The latter had his mouth stuffed with bread crusts soaked in stale beer, so Halfway filled in for him. “The latest lot is ’bout average, save for three or four.”

“Then I’ll be expecting those three or four soon for advanced work, I suppose.”

“Nope,” supplied Foxy Lon. “Furgo tol’ me all but one will be needin’ another few weeks o’ hard work afore he sends ’em on t’you.”

Jenk was about to say more, but Furgo himself appeared in the cellar kitchen and sat down. “Talking about the new crop?”

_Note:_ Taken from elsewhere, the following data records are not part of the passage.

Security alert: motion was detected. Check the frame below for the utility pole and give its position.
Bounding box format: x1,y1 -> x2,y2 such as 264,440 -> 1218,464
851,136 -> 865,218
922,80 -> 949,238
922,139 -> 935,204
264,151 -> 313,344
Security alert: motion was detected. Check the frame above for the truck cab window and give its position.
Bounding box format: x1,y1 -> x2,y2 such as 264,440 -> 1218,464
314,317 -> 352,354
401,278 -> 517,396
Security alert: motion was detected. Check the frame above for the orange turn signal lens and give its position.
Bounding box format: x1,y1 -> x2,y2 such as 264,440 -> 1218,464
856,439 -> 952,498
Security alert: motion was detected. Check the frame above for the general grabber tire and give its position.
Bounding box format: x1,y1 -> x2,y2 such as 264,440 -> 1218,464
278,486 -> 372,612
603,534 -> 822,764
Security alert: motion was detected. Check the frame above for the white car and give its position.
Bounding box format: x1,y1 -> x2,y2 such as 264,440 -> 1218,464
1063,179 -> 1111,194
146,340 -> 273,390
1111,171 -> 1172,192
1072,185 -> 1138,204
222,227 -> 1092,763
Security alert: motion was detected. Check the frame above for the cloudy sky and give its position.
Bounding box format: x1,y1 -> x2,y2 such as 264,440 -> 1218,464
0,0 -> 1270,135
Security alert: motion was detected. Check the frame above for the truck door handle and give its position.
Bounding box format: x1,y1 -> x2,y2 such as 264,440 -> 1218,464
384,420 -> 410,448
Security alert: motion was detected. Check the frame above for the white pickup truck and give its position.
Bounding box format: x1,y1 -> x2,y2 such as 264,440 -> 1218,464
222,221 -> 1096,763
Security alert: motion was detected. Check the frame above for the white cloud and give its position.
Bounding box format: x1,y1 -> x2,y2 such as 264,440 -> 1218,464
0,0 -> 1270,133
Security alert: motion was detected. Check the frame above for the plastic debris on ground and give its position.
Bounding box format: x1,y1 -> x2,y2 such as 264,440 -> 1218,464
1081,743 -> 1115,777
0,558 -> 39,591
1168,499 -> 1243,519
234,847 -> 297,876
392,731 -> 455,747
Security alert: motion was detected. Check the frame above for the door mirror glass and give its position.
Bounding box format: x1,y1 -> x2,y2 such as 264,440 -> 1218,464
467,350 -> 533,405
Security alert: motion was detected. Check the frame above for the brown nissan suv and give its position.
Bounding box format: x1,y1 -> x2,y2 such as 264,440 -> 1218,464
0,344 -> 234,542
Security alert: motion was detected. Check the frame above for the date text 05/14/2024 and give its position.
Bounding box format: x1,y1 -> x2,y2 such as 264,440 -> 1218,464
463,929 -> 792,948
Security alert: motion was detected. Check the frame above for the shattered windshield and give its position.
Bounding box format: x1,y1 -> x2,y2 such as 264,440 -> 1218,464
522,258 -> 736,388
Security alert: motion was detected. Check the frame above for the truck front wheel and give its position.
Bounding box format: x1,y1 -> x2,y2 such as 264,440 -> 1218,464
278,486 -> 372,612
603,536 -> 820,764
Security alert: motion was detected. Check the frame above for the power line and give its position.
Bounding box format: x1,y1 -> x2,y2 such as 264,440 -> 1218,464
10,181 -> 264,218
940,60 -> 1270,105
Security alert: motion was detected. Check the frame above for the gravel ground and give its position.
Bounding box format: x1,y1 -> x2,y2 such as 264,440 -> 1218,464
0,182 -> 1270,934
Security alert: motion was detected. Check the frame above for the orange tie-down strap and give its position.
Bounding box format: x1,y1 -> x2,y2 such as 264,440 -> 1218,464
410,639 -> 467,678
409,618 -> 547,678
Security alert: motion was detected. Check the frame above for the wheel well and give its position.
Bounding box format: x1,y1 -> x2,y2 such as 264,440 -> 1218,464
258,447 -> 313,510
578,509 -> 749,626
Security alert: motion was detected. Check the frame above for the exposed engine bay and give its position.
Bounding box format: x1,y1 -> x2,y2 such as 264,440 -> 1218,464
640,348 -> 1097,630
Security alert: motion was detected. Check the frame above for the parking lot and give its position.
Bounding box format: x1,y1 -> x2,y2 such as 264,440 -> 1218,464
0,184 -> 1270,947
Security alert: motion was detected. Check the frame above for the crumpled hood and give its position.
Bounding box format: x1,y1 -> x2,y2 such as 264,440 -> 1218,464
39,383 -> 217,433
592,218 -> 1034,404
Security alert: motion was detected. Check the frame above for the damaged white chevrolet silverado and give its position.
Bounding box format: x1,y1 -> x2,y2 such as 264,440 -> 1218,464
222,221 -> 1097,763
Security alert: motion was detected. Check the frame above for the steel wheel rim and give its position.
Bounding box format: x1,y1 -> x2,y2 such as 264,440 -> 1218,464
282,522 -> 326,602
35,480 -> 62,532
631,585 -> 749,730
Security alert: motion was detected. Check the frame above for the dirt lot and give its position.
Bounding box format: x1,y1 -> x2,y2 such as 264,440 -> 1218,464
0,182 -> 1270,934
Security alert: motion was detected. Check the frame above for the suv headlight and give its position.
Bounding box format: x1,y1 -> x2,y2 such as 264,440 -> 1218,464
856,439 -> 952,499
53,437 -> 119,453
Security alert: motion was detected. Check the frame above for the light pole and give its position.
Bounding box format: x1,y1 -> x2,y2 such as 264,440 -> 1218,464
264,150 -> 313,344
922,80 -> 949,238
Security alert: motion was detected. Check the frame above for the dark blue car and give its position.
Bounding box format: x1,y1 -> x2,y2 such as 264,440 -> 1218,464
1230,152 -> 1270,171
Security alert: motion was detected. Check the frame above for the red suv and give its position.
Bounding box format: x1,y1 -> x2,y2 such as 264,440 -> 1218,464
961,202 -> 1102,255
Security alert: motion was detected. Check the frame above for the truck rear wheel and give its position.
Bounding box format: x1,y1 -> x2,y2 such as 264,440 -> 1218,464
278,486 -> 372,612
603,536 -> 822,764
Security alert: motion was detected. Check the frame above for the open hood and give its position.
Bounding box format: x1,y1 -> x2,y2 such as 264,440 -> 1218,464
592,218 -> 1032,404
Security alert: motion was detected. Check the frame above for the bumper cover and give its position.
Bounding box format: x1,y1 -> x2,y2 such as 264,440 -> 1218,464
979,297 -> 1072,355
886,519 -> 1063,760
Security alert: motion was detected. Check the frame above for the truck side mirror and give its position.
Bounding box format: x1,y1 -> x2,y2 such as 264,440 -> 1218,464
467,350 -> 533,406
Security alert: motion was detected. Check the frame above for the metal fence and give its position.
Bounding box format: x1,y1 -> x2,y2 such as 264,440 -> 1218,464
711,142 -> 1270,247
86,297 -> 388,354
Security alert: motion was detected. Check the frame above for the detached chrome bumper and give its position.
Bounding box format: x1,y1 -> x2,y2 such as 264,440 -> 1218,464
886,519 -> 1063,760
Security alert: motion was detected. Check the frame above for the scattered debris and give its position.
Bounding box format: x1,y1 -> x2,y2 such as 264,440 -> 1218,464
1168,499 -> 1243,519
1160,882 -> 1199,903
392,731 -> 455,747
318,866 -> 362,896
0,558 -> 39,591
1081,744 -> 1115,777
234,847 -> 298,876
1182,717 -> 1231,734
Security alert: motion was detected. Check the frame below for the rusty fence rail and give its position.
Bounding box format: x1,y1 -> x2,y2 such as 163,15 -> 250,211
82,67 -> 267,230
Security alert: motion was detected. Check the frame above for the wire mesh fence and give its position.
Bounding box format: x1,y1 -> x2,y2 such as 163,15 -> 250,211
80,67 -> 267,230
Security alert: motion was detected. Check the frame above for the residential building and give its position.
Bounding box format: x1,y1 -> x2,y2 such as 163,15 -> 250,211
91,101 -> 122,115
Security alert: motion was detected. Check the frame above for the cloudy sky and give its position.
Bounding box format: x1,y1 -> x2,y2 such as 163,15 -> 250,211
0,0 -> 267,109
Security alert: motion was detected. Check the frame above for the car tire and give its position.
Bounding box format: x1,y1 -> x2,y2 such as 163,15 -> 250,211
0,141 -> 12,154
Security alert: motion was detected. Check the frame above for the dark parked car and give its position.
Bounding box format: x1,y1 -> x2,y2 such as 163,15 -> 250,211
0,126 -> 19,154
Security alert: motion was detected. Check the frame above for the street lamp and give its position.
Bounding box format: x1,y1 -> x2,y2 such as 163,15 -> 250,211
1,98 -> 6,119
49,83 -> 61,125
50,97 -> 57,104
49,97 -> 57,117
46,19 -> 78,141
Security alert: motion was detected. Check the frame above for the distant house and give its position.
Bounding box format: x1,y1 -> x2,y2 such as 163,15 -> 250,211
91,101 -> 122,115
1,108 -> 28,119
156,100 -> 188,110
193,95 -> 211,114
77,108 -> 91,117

“Yeah, Chinkers wants to know how many to expect and when,” Jenk informed the one-eyed beggar-thief. “Lon just told him not to worry for a bit.”

“Who are you drumming out?”

“Drumming out?” Jenk shook his head at that. “Did I say that?”

Furgo was readying to eat, but he took a minute to explain. “That little one, Gord-he’s a real find for us. Never seen anyone take to either trade, begging or stealing, so well as him. A duck to water, and that’s a certainty. I’ve put it to the rest here, and we’re all agreed. It’s up to the master In the end, but the six of us who train apprentices all say that Gord should be promoted right on up to master as soon as possible. With what’s going on now, we could use an army of lads like that one!”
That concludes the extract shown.